George gave a spoonful of medicine to the pig.
The pig blew smoke from its nose and jumped about all over the place. Then it grew and grew.
In the end, it looked like this…
They went to the herd of fine black bullocks that Mr Kranky was trying to fatten for the market.
George gave each of them some medicine, and this is what happened…
Then the sheep…
He gave some to his grey pony, Jack Frost…
And finally, just for fun, he gave some to Alma, the nanny-goat…
A Crane for Grandma
Grandma, from high up on the rooftop, could see everything that was going on and she didn’t like what she saw. She wanted to be the centre of attention and nobody was taking the slightest notice of her. George and Mr Kranky were running round and getting excited about the enormous animals. Mrs Kranky was washing up in the kitchen, and Grandma was all alone on the rooftop.
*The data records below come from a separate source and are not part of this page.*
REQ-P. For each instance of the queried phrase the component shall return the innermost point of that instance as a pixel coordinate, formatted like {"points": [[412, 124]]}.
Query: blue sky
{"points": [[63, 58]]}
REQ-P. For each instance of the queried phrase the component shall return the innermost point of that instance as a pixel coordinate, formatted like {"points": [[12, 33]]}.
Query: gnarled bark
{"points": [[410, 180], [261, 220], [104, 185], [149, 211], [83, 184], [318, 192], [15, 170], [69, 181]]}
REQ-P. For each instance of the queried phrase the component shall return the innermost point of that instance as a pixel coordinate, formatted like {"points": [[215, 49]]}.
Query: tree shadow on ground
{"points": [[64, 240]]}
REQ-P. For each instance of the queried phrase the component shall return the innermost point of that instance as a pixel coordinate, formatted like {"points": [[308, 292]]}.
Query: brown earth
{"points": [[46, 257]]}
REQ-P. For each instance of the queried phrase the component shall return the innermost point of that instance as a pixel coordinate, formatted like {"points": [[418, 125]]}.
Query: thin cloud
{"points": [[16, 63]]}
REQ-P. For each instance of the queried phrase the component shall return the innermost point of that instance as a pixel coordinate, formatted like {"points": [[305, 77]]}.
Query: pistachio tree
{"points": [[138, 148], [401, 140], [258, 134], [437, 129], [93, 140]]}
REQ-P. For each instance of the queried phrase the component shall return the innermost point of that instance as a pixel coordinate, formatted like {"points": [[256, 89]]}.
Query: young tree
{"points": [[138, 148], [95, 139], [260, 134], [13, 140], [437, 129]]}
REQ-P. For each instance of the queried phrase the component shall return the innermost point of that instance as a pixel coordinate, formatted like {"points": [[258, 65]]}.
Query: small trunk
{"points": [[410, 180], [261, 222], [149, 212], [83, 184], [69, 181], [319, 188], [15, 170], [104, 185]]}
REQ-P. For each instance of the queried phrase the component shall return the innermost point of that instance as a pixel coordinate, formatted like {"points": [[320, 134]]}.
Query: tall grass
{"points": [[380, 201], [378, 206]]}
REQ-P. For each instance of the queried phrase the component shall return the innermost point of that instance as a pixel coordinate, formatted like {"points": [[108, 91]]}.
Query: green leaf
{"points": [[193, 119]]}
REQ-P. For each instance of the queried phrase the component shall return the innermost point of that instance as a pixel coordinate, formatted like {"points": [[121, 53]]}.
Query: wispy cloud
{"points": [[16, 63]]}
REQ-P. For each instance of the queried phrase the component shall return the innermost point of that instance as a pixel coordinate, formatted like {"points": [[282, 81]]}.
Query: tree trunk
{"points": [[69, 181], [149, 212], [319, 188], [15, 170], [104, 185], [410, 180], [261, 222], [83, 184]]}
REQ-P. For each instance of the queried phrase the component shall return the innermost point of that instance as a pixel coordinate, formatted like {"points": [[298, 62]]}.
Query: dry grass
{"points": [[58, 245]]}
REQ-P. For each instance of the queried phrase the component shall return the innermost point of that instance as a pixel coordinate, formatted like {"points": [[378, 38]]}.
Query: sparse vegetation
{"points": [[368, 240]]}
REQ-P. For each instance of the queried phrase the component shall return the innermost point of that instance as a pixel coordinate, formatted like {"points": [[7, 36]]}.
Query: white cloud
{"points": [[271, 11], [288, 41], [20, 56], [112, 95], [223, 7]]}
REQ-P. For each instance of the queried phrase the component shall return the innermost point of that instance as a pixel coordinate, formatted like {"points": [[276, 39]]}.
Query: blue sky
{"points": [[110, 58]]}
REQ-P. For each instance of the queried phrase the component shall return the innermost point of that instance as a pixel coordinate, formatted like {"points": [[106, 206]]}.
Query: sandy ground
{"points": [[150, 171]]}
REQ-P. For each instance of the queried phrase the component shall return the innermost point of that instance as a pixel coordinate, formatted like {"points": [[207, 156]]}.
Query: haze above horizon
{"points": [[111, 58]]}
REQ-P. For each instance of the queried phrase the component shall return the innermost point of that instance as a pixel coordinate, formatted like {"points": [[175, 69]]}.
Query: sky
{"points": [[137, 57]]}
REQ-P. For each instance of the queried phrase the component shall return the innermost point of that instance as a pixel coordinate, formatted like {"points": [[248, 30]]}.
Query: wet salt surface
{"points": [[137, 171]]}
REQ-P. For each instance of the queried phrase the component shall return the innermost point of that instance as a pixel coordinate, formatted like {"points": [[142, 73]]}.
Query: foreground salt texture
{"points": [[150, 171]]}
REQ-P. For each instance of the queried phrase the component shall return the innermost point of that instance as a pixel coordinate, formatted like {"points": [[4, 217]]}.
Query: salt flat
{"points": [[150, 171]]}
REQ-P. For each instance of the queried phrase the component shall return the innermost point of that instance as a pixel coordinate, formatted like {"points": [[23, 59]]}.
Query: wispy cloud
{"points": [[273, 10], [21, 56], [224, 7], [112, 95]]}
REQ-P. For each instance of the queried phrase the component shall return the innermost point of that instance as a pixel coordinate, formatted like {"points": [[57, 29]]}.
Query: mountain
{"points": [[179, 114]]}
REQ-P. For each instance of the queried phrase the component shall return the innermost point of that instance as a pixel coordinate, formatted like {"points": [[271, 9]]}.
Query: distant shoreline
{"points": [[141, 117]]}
‘Hey you!’ she yelled. ‘George! Get me a cup of tea this minute, you idle little beast!’
‘Don’t listen to
the old goat,’ Mr Kranky said.
‘She’s stuck where she is and a good thing, too.’
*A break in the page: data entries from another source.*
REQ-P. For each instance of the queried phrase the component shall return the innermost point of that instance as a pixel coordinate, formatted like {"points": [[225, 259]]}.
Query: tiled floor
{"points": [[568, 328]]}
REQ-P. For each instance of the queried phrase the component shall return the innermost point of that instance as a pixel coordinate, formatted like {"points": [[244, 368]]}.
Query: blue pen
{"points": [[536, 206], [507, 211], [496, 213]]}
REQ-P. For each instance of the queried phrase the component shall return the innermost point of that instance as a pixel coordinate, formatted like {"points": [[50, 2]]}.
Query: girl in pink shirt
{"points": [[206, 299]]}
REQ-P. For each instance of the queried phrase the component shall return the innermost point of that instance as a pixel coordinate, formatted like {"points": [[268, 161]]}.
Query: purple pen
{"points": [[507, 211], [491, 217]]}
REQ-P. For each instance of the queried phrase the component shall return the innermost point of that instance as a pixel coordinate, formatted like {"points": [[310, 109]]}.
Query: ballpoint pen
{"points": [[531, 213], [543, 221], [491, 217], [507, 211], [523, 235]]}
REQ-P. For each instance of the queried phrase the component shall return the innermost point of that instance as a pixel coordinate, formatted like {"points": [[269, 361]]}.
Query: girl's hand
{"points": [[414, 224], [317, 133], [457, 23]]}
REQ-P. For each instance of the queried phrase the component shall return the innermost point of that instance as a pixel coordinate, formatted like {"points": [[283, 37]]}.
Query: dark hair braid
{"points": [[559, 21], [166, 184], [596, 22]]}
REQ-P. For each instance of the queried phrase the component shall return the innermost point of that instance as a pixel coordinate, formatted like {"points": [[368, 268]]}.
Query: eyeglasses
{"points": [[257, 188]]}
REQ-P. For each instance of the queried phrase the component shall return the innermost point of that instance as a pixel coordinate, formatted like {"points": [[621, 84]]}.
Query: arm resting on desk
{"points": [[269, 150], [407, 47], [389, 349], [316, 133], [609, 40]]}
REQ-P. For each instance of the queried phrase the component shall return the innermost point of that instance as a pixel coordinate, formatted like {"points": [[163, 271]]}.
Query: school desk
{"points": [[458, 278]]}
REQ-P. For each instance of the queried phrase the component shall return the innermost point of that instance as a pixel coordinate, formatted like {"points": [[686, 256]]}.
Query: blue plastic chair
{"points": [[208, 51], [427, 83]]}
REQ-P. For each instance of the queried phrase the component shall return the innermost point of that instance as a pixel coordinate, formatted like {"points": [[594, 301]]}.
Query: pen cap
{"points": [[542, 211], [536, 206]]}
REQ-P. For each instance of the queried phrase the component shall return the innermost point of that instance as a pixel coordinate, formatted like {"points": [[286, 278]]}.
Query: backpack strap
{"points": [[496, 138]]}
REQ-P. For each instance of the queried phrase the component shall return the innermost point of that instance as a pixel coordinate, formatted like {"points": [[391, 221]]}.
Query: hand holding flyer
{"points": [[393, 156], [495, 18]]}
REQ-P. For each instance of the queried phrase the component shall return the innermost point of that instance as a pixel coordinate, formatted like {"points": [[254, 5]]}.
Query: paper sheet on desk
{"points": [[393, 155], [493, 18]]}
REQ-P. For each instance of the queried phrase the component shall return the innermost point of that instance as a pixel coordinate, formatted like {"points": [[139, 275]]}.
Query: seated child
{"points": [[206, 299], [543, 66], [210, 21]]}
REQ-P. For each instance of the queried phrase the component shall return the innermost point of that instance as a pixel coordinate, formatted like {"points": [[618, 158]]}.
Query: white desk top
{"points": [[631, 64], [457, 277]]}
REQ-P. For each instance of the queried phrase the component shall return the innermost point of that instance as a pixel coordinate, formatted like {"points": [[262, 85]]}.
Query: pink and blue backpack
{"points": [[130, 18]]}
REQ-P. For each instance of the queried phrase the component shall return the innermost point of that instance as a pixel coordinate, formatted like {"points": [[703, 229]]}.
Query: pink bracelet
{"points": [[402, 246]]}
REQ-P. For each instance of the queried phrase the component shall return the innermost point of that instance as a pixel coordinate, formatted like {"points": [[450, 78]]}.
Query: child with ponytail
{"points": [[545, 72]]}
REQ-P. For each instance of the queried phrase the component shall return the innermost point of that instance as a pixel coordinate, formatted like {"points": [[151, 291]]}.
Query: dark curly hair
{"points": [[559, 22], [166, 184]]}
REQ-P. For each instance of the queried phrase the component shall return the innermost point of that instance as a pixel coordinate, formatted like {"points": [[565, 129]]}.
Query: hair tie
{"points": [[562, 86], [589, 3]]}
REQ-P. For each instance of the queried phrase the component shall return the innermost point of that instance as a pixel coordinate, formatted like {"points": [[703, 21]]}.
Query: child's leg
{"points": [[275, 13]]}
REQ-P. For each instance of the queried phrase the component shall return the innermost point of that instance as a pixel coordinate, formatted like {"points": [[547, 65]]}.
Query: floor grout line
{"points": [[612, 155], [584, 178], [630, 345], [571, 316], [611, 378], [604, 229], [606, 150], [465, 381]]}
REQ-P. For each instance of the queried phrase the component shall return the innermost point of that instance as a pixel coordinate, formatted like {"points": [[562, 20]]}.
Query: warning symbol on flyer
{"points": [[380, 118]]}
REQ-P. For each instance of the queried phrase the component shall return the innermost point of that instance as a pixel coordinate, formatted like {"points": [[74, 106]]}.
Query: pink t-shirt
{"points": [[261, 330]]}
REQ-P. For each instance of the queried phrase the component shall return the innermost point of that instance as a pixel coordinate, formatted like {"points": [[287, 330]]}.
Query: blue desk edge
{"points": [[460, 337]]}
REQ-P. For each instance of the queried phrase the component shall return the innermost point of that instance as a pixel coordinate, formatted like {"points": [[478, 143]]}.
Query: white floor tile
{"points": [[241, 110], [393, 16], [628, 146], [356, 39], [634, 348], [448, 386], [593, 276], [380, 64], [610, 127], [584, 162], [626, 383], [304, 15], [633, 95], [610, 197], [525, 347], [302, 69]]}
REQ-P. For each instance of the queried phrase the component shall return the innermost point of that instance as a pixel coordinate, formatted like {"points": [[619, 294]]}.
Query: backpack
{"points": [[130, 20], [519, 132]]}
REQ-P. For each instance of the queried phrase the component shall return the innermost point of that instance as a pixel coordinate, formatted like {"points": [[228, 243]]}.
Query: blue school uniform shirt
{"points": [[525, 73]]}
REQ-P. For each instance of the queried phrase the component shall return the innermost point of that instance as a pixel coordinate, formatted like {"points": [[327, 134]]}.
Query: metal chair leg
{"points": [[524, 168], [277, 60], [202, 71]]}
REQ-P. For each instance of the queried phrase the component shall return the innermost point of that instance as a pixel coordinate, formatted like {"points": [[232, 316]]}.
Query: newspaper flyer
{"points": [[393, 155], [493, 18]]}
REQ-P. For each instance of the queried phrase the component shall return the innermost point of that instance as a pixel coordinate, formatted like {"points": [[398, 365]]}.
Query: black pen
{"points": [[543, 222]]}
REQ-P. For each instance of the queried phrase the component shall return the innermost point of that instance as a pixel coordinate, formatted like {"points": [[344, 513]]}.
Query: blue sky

‘But we can’t leave her up there, Dad,’ George said. ‘What if it rains?’
‘George!’ Grandma yelled. ‘Oh, you horrible little boy! You disgusting little worm! Fetch me a cup of tea at once and a slice of currant cake!’
‘We’ll have to get her out, Dad,’ George said.
‘She won’t give us any peace if we don’t.’
Mrs Kranky came outside and she agreed with George. ‘She’s my own mother,’ she said.
‘She’s a pain in the neck,’ Mr Kranky said.
‘I don’t care,’ Mrs Kranky said. ‘I’m not leaving my own mother sticking up through the roof for the rest of her life.’
So in the end, Mr Kranky telephoned the Crane Company and asked them to send their biggest crane out to the house at once.
The crane arrived one hour later. It was on wheels and there were two men inside it. The crane men climbed up on to the roof and put ropes under Grandma’s arms. Then she was lifted right up through the roof…
In a way, the medicine had done Grandma good. It had not made her any less grumpy or bad-tempered, but it seemed to have cured all her aches and pains, and she was suddenly as frisky as a ferret. As soon as the crane had lowered her to the ground, she ran over to George’s huge pony, Jack Frost, and jumped on to his back. This ancient old hag, who was now as tall as a house, then galloped about the farm on the gigantic pony, jumping over trees and sheds and shouting, ‘Out of my way! Clear the decks! Stand back, all you miserable midgets or I’ll trample you to death!’ and other silly things like that.
But because Grandma was now much too tall to get back into the house, she had to sleep that night in the hay-barn with the mice and the rats.
Mr Kranky’s Great Idea
The next day, George’s father came down to breakfast in a state of greater excitement than ever. ‘I’ve been awake all night thinking about it!’ he cried.